Ventrone explained: “The current administration is really focused on deregulation, and I think we will need to look to other organizations, such as NIST or the EU’s frameworks, to get a sense as to the importance of keeping human judgment in the process and keeping the process transparent. I mean, we’re not likely to have federal AI governance legislation if we don’t have federal cybersecurity legislation.”

We have best practices, expectations, and guidance from regulators. And certifications like ISO 27001 and SOC2 from organizations.

“Certifications are pieces of paper that an organization gets issued to them that they can provide an auditor when they ask for it. They are good for helping incentivize companies to create security policies and compliance processes. But it’s not an end-all-be-all solution and doesn’t show [that] you practice good hygiene on a daily basis. It can be a check-the-box type of thing, but absolutely is a good starting point,” she said.

“And you should ask your vendors about having obtained such certifications,” she added.

Talking to the board of directors

Compliance teams obviously need to help their boards of directors appreciate the risks posed to their organizations.
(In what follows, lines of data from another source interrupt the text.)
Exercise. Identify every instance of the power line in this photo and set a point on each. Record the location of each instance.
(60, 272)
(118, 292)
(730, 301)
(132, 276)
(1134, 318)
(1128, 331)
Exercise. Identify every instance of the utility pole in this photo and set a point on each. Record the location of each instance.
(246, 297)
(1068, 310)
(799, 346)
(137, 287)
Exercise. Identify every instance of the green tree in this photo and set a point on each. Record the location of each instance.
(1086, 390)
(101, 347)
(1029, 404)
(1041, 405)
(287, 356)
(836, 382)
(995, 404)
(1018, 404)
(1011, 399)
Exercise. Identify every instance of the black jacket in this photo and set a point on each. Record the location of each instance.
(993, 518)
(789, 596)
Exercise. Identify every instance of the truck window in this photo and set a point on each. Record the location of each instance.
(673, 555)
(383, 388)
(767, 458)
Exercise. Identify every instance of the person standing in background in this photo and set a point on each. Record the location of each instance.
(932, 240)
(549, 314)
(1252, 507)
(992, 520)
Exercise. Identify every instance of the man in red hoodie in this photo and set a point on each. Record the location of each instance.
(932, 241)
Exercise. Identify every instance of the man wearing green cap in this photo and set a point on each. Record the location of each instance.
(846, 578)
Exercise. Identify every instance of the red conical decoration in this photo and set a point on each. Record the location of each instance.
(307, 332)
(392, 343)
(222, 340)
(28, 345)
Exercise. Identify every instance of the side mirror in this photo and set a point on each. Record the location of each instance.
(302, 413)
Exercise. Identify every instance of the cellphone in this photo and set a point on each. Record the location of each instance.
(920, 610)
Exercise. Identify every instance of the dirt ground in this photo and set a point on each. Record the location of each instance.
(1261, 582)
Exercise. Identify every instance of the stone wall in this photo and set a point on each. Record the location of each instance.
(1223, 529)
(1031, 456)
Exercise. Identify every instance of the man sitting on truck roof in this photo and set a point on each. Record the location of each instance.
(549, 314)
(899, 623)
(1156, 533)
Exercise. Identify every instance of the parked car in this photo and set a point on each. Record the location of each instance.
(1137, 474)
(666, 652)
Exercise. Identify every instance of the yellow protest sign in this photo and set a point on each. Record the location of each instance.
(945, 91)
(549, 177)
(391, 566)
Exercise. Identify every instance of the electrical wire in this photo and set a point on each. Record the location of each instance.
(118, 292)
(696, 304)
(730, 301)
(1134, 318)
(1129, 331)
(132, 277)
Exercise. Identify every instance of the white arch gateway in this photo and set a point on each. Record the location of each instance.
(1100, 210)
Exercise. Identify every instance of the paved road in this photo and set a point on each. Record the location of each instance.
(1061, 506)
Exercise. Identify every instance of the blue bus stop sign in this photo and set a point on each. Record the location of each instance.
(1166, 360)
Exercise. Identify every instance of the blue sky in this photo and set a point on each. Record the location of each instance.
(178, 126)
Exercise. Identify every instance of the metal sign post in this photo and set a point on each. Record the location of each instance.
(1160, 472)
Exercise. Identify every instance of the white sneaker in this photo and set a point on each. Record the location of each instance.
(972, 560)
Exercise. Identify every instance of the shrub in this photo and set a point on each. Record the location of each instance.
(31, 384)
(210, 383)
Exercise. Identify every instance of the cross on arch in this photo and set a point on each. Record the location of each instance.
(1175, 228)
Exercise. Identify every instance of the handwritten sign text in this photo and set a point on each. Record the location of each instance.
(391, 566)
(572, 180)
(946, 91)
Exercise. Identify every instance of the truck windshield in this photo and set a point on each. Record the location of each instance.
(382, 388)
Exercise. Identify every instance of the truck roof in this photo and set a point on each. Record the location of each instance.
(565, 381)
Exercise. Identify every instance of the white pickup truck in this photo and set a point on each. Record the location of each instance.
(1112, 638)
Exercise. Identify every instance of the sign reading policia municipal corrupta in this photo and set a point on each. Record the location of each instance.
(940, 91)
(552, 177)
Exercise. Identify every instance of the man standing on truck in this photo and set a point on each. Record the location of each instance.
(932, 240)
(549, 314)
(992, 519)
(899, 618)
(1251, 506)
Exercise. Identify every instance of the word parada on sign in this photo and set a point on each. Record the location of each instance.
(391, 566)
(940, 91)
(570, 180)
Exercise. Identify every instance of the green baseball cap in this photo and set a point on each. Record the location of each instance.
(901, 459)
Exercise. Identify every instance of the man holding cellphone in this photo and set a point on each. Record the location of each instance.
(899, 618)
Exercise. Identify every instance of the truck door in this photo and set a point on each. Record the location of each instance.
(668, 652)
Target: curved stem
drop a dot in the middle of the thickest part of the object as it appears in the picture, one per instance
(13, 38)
And they and chief information security officers obviously will be weighing in on the risks posed by their data and interconnective networks.

“You can tell the board that you have 87% of all vulnerabilities patched, but that the remaining 13% is associated with our payment system, and this is a $1.5 billion risk because that is how much we transact through it. You are putting the risk into context, which is essential,” Ventrone said. “Everything must be conveyed in terms of risk to the organization, so they can appreciate the possible blow to profitability and competitiveness.”

Ventrone feels like these conversations are increasingly happening, especially given changes to educational systems such as law schools that have combined degrees with technology aspects included to fill skills gaps. “We are finally starting to train technologists and lawyers how to better have these conversations about technology risk.”